Researcher Reverse-Engineers Pacemaker Transmitter To Deliver Deadly Shocks 216
Bismillah writes "Pacemakers seem to be hackable now too, if researcher Barnaby Jack is to be believed. And the consequences of that are deadly. Anonymous assassinations within 30 feet of the pacemaker seem to be possible. From the article: 'In a video demonstration, which Jack declined to release publicly because it may reveal the name of the manufacturer, he issued a series of 830 volt shocks to the pacemaker using a laptop. The pacemakers contained a "secret function" which could be used to activate all pacemakers and implantable cardioverter-defibrillators (ICDs) in a 30 foot -plus vicinity. ... In reverse-engineering the terminals – which communicate with the pacemakers – he discovered no obfuscation efforts and even found usernames and passwords for what appeared to be the manufacturer’s development server. That data could be used to load rogue firmware which could spread between pacemakers with the "potential to commit mass murder."'"
Re:Why are these approved? (Score:3, Insightful)
Because the FDA doesn't care about security. It's not in their mission or charter, and they don't test for it. Hopefully with issues such as this, that issue will be rectified.
Isn't it plain and obvious... (Score:5, Insightful)
...the state of computer "engineering" is complete and utter shit if a fucking pacemaker can be hacked and compromised? What the mother fuck? Are you fucking kidding me? Shouldn't those be among the best designed, safest, most reliable and secure of devices? God help us all. Just wait until they drag us into this war with Iran here soon, and China and Russia decide to team up to end our bullshit and we end up descending into WW3.
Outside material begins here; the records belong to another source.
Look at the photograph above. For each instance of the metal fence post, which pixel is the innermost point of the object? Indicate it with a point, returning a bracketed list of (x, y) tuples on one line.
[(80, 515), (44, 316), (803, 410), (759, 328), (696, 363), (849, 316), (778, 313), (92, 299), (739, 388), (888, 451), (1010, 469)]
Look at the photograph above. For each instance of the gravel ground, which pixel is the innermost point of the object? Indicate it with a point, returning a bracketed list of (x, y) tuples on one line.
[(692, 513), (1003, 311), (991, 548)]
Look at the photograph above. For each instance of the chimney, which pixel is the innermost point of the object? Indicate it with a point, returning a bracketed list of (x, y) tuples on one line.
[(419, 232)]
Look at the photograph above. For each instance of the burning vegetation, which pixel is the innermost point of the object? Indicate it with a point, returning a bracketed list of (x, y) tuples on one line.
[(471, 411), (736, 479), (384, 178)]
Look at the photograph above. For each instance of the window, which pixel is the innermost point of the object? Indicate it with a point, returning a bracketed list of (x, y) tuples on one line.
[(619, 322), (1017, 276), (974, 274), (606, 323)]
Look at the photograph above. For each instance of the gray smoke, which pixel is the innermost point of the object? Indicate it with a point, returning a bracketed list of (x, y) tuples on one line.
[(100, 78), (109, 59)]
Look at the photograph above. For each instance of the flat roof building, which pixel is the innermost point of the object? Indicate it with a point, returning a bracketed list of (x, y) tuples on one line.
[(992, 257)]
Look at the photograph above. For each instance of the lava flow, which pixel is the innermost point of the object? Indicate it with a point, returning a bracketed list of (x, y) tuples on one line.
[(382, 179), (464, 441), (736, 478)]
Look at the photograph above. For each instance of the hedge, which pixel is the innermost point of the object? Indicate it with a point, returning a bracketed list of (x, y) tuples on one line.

Can you imagine the utter chaos in the U.S. when all our magic electronic boxes suddenly stop working, or worse, work silently behind our backs to sabotage and/or kill us? According to another /. article, it's 300+ days on average (sometimes years) between the finding of a typical "zero day" exploit and when it was actually found (kept hidden, and potentially exploited) by attackers. Who wants to bet money China and Russia both have teams of hackers dedicated to finding exploits for all common software and systems in the U.S., extensively documenting and writing code against them, nicely sorting and tabulating it all out and filing it away in an archive, then keeping this info close at hand at all times for when the right opportunity presents itself?
Right now we are more vulnerable than ever. Hands up: who here is looking forward to jumping into a world war with both feet, then being surprised by how much we don't know about our own security vulnerabilities, learning the hard way from powerful foreign countries that just might kick our asses, or at the very least cause massive damage (bombing, etc) to the mainland U.S.? We're learning now that pacemakers have huge gaping security holes. Holy fucking Christ. What else is out there waiting to be compromised and exploited?
Re:Why are these approved? (Score:5, Insightful)
Because the FDA doesn't care about security. It's not in their mission or charter, and they don't test for it. Hopefully with issues such as this, that issue will be rectified.
Uh, not their mission or charter? Care to tell me exactly what the fuck their mission and charter is, if it's somehow not trying to keep citizens safe from products produced by companies with crystal-clear motives (greed, profit), driven by executives with less-than-average morals?
Computer security may not specifically be their primary mission, but product security sure as hell is. And if it's not, then dismantle the whole damn organization, because clearly what the public thinks they do, and what they actually exist for, are two completely different things.
Re:Why are these approved? (Score:4, Insightful)
Yeah, but there's a difference between short range wireless (several cm) and long range (10's of metres) that makes a huge difference to the possible attach vectors.
Re:Isn't it plain and obvious... (Score:4, Insightful)
Yes but, there are consequences. When someone gets shot, investigations happen, people with motive are questioned. Mode of death and circumstances affect alot.
As an example, I have some friends with a farm and a good amount of land behind it. They have a camping ground for events and a number of structures etc in the woods from the many many years of farm and other uses.
They allowed someone that was going through hard times to stay in their woods, living in one of the primitive stuctures. He helped out at the farm, feeding the animals. One day, they noticed the animals hadn't been fed, later on, they went out to check on him.... he had attempted to kill himself, but was still barely alive.
The parametics and police were decidedly unhappy about having to head out into the woods....but did tell my friends that its a really good thing that they found him when they did, because if he had died, and they came to find the dead body, the investigation would have been a very different matter, whereas, since he was (even if just barely) alive when the police arrived, they could just call it an accidental OD or possible suicide and not have to investigate.
Now, if it were a gunshot?... you know they would investigate. However.... guy with a pacemaker has a heart attack? Thats natural causes man.
This could have happened already, many times over, and nobody would be any wiser.... no need to investigate such an "obvious" death.